Prajnesh Gunneswaran is currently the highest-ranked Indian in singles at 306 on the ATP list.
"I've tremendous respect for all our Indian players who are travelling on the circuit in a sport like tennis where the cost of training and conducting (making a) the career is so expensive."
"In tennis, where 99 per cent of the sport is played outside the country, being alone on the circuit is not easy. Zeeshan (Ali) and I have slept in locker rooms because we didn't have money to pay for a hotel.
"That being said, I think it's going to take a better half of a decade for the Davis Cup team to have that quality like we had when Ramesh Krishnan, Zeeshan Ali, Vijay Amritraj and all of us had... To get to the semi-finals in the Davis Cup is tougher now," he said.

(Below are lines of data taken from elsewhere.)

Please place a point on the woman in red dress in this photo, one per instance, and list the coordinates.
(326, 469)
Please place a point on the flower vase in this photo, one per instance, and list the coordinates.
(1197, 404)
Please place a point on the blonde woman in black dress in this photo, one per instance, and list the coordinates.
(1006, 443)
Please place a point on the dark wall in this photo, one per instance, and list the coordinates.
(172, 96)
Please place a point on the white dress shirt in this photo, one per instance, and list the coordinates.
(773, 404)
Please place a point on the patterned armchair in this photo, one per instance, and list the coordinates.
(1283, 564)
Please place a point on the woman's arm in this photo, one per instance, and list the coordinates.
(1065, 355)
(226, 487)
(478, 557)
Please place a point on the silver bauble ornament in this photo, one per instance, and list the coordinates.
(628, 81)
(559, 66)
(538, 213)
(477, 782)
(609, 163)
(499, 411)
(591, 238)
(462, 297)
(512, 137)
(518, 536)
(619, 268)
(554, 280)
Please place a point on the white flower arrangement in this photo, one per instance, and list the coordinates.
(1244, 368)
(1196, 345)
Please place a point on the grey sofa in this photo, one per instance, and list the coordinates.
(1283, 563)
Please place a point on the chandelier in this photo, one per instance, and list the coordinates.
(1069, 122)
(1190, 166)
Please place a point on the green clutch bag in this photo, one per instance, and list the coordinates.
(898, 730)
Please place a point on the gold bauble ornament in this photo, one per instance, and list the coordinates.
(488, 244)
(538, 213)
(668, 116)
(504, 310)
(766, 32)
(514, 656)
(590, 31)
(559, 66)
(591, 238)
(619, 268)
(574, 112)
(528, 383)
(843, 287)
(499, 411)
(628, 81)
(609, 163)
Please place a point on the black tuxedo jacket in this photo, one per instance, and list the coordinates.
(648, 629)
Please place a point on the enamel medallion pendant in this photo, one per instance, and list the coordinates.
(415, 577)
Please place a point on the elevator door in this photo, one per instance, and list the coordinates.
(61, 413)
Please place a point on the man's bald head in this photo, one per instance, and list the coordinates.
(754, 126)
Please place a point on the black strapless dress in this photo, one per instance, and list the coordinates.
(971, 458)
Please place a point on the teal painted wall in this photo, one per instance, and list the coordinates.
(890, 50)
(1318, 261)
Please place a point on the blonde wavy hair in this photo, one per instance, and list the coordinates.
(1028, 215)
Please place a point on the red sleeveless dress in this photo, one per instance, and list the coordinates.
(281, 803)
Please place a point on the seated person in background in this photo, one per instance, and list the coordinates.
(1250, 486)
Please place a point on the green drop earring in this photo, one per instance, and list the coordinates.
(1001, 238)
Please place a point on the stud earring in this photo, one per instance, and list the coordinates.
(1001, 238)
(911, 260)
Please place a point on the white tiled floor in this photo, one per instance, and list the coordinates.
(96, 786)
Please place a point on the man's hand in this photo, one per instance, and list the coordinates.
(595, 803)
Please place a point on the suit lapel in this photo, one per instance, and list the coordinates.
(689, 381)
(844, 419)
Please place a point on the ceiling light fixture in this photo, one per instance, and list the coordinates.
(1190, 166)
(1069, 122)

Leander was addressing the media sitting beside his father Dr Vece Paes, a bronze medallist at the 1971 hockey World Cup in Barcelona, and the Munich Olympics in 1972.
BIOPIC IN THE PIPELINE
Leander, who campaigned for the Trinamool Congress ahead of the Goa Assembly elections last year, refused to take any political questions and said he's currently busy working on a biopic to portray the father-son duo's legacy on the big screen. He revealed that it should be ready in 18 months.
"I'm working on my own story right now. I will give a little nugget today that the Leander storyboard is being worked on right now. I can't speak much about it.
"It will be a story of how baba (father) won his Olympic medal in 1972 and a few of you are old enough to know what happened there.
"You all will understand why a young boy growing up to my father's history, my passion was to emulate him. So it's going to be about 1972 to 1996 really.
"It's going to be an inspirational story on how not necessarily you have to be the tallest, most talented, skilled (person) to become an athlete... Not necessarily you will have to have great infrastructure either.
"I'm working on a storyboard at the moment and hopefully in 18 months you will get to see it and the posters will be out there."
Asked whether he wants to get into sports administration and join the All India Tennis Association (AITA), he gave an indirect reply.
"I was born into a house where both my parents played for Tiranga (Tricolour), I grew up in a house where I ironed my father's playing jersey, which had No. 10 on it. My mother's jersey was No. 5," said Leander, who was born into a sports family with father a hockey Olympian and mother, Jennifer, an Indian basketball captain.
"When I look at India as a whole, for me doing things for the community and creating opportunities for the youth is the most important thing. The next decade would be very interesting as we are the youngest country in the world.
"When you talk about sports as a vehicle to give opportunity to the youth, that is where my passion is. My passion is giving opportunities to the youth so that they can live their dreams."
DJOKOVIC, THE GOAT
Leander also hailed Novak Djokovic's Australian Open victory last month, that brought him on par with Rafael Nadal's 22 career Grand Slams.
The win came just a year after the Serbian was deported from the same venue for not being vaccinated against COVID-19.
"Djokovic didn't get a chance to play in Australia because of COVID issues, but it was wonderful to see him winning the Australian Open on his return last month.
"For me, his perseverance, his tenacity, his grit is something that I admire a lot. Yes, he gets a bit of a bad reputation because of the way he conducts the passion, the confidence that he has, the way he's bold in making statements.
"A few people may not like his personality, but for me, I've so much respect for his personality. He comes from a country that is really hard and tough and from there to become a champion, speaks a lot.
"He's got another four years ahead of him, that's 16 Grand Slams. Is he going to win one or two more? 100 per cent. He could win at least five more. I think in my humble opinion, Djokovic will go down in the history books as the greatest of all time," Leander signed off.